I've just returned from the Conference on Email and AntiSpam (CEAS 2007), in Mountain View, CA. I've been on the program committee for the past two years (translation: I've been a paper-review slave), and have been asked to be program chair for next year (translaton: slave driver). We're trying to expand the scope of the conference, but more on that later. First, a summary of the highlights of this year's conference... this is only my opinion of the highlights, with no attempt to cover everything. For more about any of these, see the associated conference papers.
We started with Wietse Venema as the invited speaker. Wietse's the author of the email program Postfix, and he talked about the development of Postfix, including the reasons he did it and the things he learned from it. It was a good talk, and I'm not saying that only because he works upstairs from me.
Other talks of note:
Mark Dredze from University of Pennsylvania talked about the work he and his colleagues have done in cutting the overhead of analyzing email images for spamminess. Their method is basically to figure out the analysis techniques and features that will take too long for this image and eliminate them in favour of the ones that will be faster and work well enough, recognizing the characteristics of the images that lend the image to be more efficiently analyzed by certain algorithms.
Zhe Wang from Priceton University gave a complementary talk about improving efficiency of spam image analysis by separating out a set of “features” from the images, and then using the features to analyze the similarities among images.
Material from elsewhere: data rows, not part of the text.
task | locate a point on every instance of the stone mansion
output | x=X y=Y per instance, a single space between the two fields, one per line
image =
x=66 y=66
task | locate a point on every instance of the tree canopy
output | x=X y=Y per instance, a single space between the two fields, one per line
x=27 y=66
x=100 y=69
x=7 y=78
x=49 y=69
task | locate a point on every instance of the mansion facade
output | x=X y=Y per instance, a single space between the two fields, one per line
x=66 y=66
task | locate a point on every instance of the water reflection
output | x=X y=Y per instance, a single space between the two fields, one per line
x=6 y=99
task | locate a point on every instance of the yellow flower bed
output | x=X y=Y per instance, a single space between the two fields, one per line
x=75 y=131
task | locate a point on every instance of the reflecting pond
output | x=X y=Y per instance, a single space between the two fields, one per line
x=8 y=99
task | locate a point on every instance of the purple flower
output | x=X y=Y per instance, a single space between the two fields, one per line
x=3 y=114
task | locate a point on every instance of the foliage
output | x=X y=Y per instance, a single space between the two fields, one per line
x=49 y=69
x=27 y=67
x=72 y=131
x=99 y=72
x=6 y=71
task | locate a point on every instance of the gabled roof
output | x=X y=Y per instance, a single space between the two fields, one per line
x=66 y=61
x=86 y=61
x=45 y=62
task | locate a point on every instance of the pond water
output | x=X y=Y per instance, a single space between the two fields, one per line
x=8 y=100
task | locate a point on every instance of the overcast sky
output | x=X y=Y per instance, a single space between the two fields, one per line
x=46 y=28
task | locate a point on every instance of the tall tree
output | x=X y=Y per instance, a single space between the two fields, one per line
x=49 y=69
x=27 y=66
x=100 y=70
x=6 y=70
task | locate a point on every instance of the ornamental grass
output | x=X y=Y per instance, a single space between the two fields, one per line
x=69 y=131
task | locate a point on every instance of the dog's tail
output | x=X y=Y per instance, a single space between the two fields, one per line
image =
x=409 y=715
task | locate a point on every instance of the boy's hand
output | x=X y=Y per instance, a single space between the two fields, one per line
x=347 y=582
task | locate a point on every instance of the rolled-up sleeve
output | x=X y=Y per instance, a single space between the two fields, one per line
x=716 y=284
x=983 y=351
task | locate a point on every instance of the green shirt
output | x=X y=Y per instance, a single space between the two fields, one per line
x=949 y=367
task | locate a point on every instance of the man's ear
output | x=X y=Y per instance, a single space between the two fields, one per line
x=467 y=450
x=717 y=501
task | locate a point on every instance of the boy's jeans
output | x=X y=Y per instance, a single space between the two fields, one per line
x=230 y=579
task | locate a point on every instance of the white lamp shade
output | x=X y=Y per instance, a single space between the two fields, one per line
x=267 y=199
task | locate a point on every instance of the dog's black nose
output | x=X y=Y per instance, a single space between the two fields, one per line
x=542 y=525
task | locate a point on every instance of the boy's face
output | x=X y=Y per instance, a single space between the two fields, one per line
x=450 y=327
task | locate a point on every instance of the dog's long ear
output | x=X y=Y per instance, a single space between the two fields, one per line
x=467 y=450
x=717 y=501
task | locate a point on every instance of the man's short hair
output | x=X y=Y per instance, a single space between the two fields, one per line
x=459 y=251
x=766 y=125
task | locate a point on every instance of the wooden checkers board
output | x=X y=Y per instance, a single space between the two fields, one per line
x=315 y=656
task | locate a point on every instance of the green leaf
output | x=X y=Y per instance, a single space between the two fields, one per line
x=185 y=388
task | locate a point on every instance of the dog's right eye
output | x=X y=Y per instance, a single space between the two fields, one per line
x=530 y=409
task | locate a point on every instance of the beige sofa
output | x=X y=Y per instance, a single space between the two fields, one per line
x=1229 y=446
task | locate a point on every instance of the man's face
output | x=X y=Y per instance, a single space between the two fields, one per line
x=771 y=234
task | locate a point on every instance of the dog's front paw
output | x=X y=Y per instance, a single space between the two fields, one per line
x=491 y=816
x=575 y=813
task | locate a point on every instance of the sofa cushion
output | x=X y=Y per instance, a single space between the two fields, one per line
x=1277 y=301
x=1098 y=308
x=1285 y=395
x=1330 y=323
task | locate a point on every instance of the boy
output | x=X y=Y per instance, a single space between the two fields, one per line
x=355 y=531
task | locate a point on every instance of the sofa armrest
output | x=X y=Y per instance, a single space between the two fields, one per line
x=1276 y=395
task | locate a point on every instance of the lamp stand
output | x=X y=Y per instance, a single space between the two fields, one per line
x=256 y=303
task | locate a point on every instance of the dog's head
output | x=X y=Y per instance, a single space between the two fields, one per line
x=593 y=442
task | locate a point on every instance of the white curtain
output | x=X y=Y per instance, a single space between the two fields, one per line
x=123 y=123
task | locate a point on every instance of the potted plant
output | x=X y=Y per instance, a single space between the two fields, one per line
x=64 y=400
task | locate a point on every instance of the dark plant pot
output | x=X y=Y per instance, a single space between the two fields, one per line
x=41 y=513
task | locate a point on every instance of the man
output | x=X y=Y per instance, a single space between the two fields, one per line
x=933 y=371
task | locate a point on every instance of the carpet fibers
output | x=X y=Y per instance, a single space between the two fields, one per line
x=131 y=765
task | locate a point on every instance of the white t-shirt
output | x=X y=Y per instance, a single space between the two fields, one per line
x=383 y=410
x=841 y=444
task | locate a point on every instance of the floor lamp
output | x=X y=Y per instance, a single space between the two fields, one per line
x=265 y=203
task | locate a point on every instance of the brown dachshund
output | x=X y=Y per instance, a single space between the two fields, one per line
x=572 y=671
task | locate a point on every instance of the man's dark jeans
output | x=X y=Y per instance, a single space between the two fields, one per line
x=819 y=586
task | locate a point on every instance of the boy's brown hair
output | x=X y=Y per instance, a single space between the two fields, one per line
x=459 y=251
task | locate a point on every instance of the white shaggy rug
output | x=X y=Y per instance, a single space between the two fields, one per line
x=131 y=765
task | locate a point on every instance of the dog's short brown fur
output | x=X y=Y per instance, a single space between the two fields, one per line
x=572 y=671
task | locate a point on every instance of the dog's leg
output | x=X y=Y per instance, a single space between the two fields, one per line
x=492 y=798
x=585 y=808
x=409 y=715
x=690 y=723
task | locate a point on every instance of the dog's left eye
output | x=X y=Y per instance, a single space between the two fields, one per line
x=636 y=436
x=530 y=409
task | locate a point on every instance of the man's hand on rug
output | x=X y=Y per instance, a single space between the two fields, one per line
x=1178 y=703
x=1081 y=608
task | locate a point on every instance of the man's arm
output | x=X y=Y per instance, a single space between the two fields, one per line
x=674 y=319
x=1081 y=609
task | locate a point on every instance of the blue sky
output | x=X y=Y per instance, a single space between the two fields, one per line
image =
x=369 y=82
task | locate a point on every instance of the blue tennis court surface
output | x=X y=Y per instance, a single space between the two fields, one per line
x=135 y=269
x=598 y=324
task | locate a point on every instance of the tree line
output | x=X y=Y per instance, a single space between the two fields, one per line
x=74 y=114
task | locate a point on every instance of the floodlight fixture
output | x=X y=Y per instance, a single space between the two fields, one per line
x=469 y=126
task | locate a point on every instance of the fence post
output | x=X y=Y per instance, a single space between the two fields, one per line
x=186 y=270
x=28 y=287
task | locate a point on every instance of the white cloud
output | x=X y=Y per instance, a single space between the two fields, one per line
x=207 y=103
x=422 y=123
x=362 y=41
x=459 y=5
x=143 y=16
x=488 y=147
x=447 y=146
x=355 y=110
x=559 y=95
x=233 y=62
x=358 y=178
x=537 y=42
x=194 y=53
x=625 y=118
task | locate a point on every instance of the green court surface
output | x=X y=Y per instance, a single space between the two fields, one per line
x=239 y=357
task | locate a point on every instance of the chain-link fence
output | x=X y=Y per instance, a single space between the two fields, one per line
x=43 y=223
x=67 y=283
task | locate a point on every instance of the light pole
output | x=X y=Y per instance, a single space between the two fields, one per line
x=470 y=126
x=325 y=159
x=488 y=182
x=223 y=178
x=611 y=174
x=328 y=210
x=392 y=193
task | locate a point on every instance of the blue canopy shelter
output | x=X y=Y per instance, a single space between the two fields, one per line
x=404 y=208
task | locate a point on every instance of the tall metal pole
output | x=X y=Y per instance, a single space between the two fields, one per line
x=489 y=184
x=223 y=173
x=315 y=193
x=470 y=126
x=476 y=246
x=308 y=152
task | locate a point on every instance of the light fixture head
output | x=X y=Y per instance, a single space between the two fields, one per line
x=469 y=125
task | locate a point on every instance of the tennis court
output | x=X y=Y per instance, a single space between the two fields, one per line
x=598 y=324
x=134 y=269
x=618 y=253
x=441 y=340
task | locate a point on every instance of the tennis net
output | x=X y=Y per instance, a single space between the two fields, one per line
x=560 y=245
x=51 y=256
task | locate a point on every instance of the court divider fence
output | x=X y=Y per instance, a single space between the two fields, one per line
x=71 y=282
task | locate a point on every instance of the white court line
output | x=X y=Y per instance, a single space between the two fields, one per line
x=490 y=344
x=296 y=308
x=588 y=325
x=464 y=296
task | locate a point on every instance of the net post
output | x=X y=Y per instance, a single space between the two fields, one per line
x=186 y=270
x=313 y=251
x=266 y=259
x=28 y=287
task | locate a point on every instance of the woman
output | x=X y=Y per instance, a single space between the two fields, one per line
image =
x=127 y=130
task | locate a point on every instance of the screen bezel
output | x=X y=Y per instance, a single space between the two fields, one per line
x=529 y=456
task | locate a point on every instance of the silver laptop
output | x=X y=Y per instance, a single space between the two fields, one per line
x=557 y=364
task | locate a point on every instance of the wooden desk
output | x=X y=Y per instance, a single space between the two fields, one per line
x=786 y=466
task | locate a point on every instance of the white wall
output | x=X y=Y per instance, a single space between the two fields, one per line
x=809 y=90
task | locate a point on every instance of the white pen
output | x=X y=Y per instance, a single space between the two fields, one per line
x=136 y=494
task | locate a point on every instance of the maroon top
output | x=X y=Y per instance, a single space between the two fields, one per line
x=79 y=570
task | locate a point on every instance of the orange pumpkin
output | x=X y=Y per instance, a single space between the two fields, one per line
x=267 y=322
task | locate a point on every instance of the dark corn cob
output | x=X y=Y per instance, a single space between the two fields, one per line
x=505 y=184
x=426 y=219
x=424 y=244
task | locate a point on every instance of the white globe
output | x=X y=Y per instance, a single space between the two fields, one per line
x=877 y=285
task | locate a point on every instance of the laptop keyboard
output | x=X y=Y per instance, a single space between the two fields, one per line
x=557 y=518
That allows them to do the analysis with a more limited set of features, streamlining the process.
Lisa Johansen of Penn State discussed a technique that's being used more and more, analyzing email to detect common social networks — in this case, communities with common interests.
Amad Thomason, of the company Six Apart, discussed blog spam, and the issues it raises.
Enrico Blanzeri of the University of Trento (Italy) discussed their experiments with coupling a nearest neighbour algorithm with a support vector machine filter to improve the effectiveness (and decrease the false-positive rate), but at a high computational cost (every message has a different neighbour set, requiring recomputation of the SVM).
Zulfikar Ramzen, of Symantec, gave us a rundown on trends in “phishing” messages in 2006.
Aaron Zinman, of the MIT Media Lab, talked about spam-related issues in social-networking sites such as MySpace, showing that it's much harder to put a black-or-white evaluation on things in that universe.
Vijay Balasubramaniyan of Georgia Tech presented a method of using social network techniques to establish “reputation” for voice-over-IP calls, and using the reputation to fend off potential spam in VoIP telephony.
Victoria Bellotti of the Palo Alto Research Center (PARC) showed us a system they're working on, called TV-ACTA — an activity-centered interface for task management, tying together email, meeting agendas, calendars, and associated files in one user interface that allows you to managed all the information associated with a task or project in one place.
Of course, I won't mention the wonderful talks by my colleague Rich Segal and me. We kicked butt.
On to next year:
We still have to find one or two more program co-chairs, and then look at how to expand the reach of the conference, getting more papers on different kinds of spam and malware, and on other, non-spam aspects of email. We're also looking at venues for 2008... it might actually not be on the west coast next year, woo-hoo!